Related
Hopefully this question won't be too convoluted or vague. I know what I want in my head, so fingers crossed I can get this across in text.
I'm looking for a language with a syntax of my own specification, so I assume I will need to create one myself. I've spent the last few days reading about compilers, lexers, parsers, assembly language, virtual machines, etc, and I'm struggling to sort everything out in terms of what I need to accomplish my goals (file attached at the bottom with some specifications). Essentially, I'm deathly confused as to what tools specifically I will need to use to go forward.
A little background: the language made would hopefully be used to implement a multiplayer, text-based MUD server. Therefore, it needs easy inbuilt functionality for creating/maintaining client TCP/IP connections, non-blocking IO, database access via SQL or similar. I'm also interested in security insofar as I don't want code that is written for this language to be able to be stolen and used by the general public without specialist software. This probably means that it should compile to object code
So, what are my best options to create a language that fits these specifications
My conclusions are below. This is just my best educated guess, so please contest me if you think I'm heading in the wrong direction. I'm mostly only including this to see how very confused I am when the experts come to make comments.

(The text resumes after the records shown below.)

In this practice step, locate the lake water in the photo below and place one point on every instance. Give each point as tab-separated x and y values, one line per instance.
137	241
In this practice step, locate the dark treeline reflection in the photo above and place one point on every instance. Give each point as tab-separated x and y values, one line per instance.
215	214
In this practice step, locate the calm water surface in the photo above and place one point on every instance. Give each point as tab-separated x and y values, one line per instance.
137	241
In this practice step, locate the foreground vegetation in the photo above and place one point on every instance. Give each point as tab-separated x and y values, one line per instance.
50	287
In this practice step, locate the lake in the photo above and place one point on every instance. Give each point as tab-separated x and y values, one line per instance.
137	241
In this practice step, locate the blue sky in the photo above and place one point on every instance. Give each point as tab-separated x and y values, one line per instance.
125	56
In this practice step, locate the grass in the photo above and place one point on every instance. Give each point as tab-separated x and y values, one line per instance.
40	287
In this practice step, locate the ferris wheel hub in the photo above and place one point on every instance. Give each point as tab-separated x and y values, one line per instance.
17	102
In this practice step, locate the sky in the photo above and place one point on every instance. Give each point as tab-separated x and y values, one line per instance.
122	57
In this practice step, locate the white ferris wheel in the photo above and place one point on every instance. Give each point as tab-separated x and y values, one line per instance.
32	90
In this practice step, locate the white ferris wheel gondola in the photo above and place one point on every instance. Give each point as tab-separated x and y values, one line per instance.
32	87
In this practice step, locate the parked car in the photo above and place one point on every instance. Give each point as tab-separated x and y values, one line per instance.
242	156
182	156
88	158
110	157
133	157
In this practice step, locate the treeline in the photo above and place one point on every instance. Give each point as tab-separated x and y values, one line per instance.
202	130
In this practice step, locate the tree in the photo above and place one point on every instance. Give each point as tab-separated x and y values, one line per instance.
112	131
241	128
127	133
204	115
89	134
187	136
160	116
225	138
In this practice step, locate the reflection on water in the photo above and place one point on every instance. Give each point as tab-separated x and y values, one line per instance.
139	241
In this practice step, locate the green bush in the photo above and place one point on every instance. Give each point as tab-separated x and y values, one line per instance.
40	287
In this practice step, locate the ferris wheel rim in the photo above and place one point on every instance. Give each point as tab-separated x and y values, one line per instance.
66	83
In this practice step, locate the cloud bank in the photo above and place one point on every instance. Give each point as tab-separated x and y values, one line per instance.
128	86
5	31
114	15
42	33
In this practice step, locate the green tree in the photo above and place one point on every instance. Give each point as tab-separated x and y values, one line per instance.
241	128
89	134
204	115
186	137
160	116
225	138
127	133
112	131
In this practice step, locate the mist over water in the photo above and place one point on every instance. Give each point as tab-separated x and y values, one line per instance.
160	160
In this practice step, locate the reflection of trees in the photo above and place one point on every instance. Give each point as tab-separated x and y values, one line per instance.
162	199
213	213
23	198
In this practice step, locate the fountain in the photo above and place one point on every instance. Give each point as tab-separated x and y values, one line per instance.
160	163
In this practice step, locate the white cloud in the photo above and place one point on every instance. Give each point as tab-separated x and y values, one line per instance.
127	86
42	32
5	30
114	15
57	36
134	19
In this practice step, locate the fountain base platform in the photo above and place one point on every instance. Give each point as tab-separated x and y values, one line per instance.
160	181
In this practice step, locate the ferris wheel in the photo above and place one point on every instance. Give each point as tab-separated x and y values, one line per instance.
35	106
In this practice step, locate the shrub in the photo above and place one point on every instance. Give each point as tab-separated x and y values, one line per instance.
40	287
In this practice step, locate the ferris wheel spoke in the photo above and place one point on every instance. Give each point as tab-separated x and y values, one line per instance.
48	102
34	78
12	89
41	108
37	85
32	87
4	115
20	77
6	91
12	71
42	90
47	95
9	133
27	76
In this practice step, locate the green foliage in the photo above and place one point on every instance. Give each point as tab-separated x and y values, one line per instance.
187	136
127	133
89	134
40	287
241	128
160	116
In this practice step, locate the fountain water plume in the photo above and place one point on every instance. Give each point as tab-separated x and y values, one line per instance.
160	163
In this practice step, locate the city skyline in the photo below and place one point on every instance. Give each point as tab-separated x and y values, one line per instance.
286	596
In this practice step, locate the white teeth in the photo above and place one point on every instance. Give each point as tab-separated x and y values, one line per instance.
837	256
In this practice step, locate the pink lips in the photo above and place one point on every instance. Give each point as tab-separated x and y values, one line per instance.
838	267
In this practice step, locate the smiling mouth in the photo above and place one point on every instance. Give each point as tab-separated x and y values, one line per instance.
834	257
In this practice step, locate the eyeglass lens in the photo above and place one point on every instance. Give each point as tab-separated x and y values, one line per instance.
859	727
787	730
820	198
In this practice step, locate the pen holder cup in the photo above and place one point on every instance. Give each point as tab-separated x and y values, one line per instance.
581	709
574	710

For code security, I should want a language that compiles and is run in a virtual machine. If I do this, I'll have a hell of a lot of work to do, won't I? Write a virtual machine, assembler language on the lower-level, and then on the higher-level, code libraries to deal with IO, sockets, etc myself, rather than using existing modules?
I'm just plain confused.
I'm not sure if I'm making sense.
If anyone could settle my brain even a little bit, I'd sincerely appreciate it! Alternatively, if I'm way off course and there's a much easier way to do this, please let me know!
Designing a custom domain-specific programming language is the right approach to a problem. Actually, almost all the problems are better approached with DSLs. Terms you'd probably like to google are: domain specific languages and language-oriented programming.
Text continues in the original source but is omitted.